Now that the Src pathway has been identified as a potential target, we see papers that evaluate natural substances and drugs as to their cancer and their Src inhibitory effects.   Recent reports range from telling us that naja naja snake venom blocks breast cancer cell migration by preventing Src activation to discussing a plant flavonoid called isorhamnetin derived from a Mexican psychedelic plant and its possible role in treating colorectal cancer.


We may soon be able to say that active stress reduction may have clearly measurable therapeutic benefit in cancer. 

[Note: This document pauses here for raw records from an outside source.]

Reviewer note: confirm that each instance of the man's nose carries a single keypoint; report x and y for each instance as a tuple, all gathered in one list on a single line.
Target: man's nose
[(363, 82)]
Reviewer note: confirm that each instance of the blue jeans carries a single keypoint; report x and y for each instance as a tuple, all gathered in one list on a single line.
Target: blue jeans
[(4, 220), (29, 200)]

Yet at this point we cannot say this; there isn’t enough data.  There are certainly  short-term studies suggesting that particular interventions will reduce stress levels or improve quality of life.  For example, a study is underway in Japan treating patients with gynecologic cancers with massage.    Yet with only 8 massage sessions over a two-month period it is unlikely that this study will generate the needed data on survival.

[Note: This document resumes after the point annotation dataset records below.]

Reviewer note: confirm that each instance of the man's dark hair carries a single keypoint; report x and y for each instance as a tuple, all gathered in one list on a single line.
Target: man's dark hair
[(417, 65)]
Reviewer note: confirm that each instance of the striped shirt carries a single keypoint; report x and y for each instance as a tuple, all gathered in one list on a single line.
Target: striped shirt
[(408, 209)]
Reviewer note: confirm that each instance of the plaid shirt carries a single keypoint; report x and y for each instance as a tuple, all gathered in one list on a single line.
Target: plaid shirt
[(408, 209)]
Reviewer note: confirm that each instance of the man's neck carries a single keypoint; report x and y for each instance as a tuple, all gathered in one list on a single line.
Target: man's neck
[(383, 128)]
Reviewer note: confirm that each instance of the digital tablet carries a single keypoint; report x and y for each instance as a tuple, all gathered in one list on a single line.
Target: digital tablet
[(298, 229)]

A Danish study from April 2013 reported on 336 women who were randomized after breast cancer surgery and half were trained in the mindfulness-based stress reduction program (MBSR) for 8 weeks.  At the end of 12 months, the “intervention had clinically meaningful, statistically significant effects on depression and anxiety.”    The unasked question though was did it change Src activation or more important change survival.


A 2010 study informs us that in a group of 162 breast cancer patients practicing QiGong several hours a week for ten weeks was associated with improved quality of life, less fatigue and lower c-reactive protein levels.


A 2009 paper reported that practicing Transcendental Meditation™ improved various quality of life scores in 230 women diagnosed with breast cancer.  Again, they are not answering the questions we are interested in.


In the future measuring Src activity may have both a prognostic value and serve as a measure of benefit from stress reducing interventions. Yet not at this point in time. There is little published information on stress reduction and Src activation, only the assumption that it will help. Nor is this writer aware of human research on exercise and Src activation.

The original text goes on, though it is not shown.